La notizia non la racconta più chi la riceve, ma chi la genera.

Per le PR è un terremoto silenzioso. Il vecchio modello (comunicato, recall, rassegna) si scontra con un ecosistema dove il tempo di reazione è immediato e le persone si fidano di chi percepiscono come vicino, non necessariamente autorevole. L’ufficio stampa tradizionale deve diventare un laboratorio di contenuti e relazioni, capace di tradurre i messaggi aziendali in narrazioni con valore giornalistico e umano.
Chi si limita a “mandare notizie” resta fuori dalla conversazione.
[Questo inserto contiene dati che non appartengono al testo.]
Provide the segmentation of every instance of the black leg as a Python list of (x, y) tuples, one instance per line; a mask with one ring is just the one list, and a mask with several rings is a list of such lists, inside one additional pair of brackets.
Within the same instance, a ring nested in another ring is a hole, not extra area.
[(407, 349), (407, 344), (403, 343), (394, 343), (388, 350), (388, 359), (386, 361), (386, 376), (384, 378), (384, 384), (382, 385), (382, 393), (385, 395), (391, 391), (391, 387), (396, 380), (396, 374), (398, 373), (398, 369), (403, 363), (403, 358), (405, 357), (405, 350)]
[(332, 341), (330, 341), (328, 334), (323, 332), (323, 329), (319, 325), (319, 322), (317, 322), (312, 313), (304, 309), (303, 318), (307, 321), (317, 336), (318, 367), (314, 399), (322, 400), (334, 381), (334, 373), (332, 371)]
La credibilità come nuova breaking news

Il brand journalism ha dato ai brand la libertà di raccontarsi, ma anche la responsabilità di farlo in modo onesto. Il paradosso è che oggi i brand sono più trasparenti che mai, ma anche più soli.
Nel momento in cui diventano media, devono imparare a gestire la responsabilità editoriale: scegliere cosa dire, ma anche cosa non dire. Pubblicare una newsletter settimanale o un podcast aziendale non significa solo comunicare: significa costruire un punto di vista. E se quel punto di vista manca, tutto si riduce ad autopromozione ben confezionata.

Il nuovo ufficio stampa, o meglio, la nuova area comunicazione, deve saper unire tre competenze: la capacità giornalistica di individuare notizie, la visione strategica del marketing e la sensibilità narrativa del brand. È un mestiere ibrido, che unisce contenuti e relazioni.
Le aziende che hanno capito questa trasformazione non cercano “copertura stampa”, ma attenzione qualificata. Creano relazioni durature con testate, creator e community che condividono valori, non solo target.

L’ufficio stampa non è morto. Ha solo cambiato pelle.
È passato dal “mandare” al “curare”. Dal raccontare l’azienda a progettare la sua voce.
E in un’epoca in cui ogni brand può essere media, la vera sfida non è parlare di sé, ma dire qualcosa che valga la pena ascoltare.